Кузьма Кузьмич ответил не сразу. Она даже тяжело задышала, и рука у нее начала дрожать, а другие две делегатки, сидя у двери, вытянули шеи.
– Ни копейки я с вас не возьму, вот что. Не для этого я сюда пришел. Заплатите только в сельсовете писарю за документы.
Со всех сторон заманчивым показалось предложение этого человека, но и страшно было: а вдруг он – какой-нибудь перевертень… Месяца полтора тому назад, когда село еще было под атаманом Мамонтовым, так же пришел один, в калошах на босу ногу, – заpoc бородой от самых глаз. Подошел к хате, где, сумерничая, сидел народ, постоял, покуда к нему привыкли, и сел около старого деда Акима. Думал, должно быть, что ему дадут покурить, но ему не дали. Он нога на ногу закинул и деду – секретно на ухо: «Узнаешь меня, старый солдат?» – «Никак нет». Тот еще секретнее: «Так узнай – я император Николай Второй, в Екатеринбурге не меня казнили, я хожу по земле тайно, покуда не придет время открыться…» Дед Аким был туговат на ухо, не все разобрал, да и зашумел. Народ не дурак, – сейчас же этого императора поволокли на плотину топить, – только тем и жив остался, что все вскрикивал: «Что вы, что вы, братцы, я же пошутил…»
– На юродивого ты не похож, да и нет их теперь, – сказала Надеждина мать и расстегнула бекешу, так стало ей жарко. – Почему ты денег не берешь? Какие у тебя мысли? Как тебе поверить?

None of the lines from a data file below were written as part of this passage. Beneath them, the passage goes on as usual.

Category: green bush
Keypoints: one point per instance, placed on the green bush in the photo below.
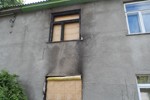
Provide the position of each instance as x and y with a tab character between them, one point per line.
10	89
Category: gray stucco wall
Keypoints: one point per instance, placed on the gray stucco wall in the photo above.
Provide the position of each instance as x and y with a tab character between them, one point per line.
107	58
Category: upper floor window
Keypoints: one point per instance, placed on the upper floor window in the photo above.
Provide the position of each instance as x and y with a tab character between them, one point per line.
138	17
144	87
65	26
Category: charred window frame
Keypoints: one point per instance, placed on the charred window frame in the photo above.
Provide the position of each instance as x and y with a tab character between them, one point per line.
63	23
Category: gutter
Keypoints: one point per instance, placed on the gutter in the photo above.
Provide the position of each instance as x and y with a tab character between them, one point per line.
41	6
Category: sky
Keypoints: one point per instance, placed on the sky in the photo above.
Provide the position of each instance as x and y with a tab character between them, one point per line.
31	1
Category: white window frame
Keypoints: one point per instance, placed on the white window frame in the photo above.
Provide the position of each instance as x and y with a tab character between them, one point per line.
139	12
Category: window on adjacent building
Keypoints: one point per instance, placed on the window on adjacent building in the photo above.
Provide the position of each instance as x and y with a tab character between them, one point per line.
144	87
138	17
64	88
65	26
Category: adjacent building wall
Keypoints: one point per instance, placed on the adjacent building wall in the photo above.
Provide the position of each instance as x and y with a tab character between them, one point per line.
107	58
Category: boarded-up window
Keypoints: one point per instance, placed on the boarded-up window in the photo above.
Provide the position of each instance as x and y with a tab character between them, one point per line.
65	26
64	88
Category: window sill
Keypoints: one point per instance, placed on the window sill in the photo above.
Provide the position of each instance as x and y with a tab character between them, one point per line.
138	34
65	41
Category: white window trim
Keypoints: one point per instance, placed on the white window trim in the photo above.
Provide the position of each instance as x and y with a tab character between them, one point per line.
139	12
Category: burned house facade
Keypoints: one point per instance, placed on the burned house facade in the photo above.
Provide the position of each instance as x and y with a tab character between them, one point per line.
78	50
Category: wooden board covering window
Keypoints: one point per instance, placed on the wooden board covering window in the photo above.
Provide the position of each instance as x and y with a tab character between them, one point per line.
67	17
64	88
71	31
56	33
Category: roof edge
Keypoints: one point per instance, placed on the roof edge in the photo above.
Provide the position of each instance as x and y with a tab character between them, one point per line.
41	6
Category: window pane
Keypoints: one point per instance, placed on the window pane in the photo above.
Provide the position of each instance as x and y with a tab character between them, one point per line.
56	33
138	6
145	94
133	21
71	31
143	79
146	18
67	17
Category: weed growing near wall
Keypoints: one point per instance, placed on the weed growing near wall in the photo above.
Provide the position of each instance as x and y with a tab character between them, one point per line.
10	89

– Я соль люблю. От каждого двора, где буду венчать и крестить, дадите мне по щепотке соли. – Кузьма Кузьмич положил ложку и обернулся к вдове: – Давай самовар! Вот видите, – и указал делегаткам на Анну, худую, с темным опущенным лицом, плоскогрудую, в заплатанной подоткнутой юбке, – она в меня поверила, за мной куда хочешь пойдет. А вы, сытые, гладкие, все ищете – где в человеке гадость, ищете в человеке мошенника. Кулачихи вы, скучно мне с вами, рассержусь, чуть зорька, уйду – искать веселья в другое место…
Анна поставила на стол самовар, и делегатки увидели, что она улыбается, испитое некрасивое лицо ее было счастливое. Надеждина мать, как соколиха, полоснула ее глазами:
– Ладно! – И протянула жесткую ладонь Кузьме Кузьмичу. – Не сердись, далеко ходить тебе нечего, все здесь найдешь…
С утра Кузьма Кузьмич влез на колокольню и ударил в большой колокол, – покатился медный гул по селу, к окошкам прильнули старики и старухи. Ударил во второй и третий раз, подхватил веревки от малых колоколов и начал вызванивать мелко, дробно и опять – бум! – в трехсотпудовый. Не успеешь поднести персты ко лбу, – трени-брени! – так и чешет расстрига-поп плясовую.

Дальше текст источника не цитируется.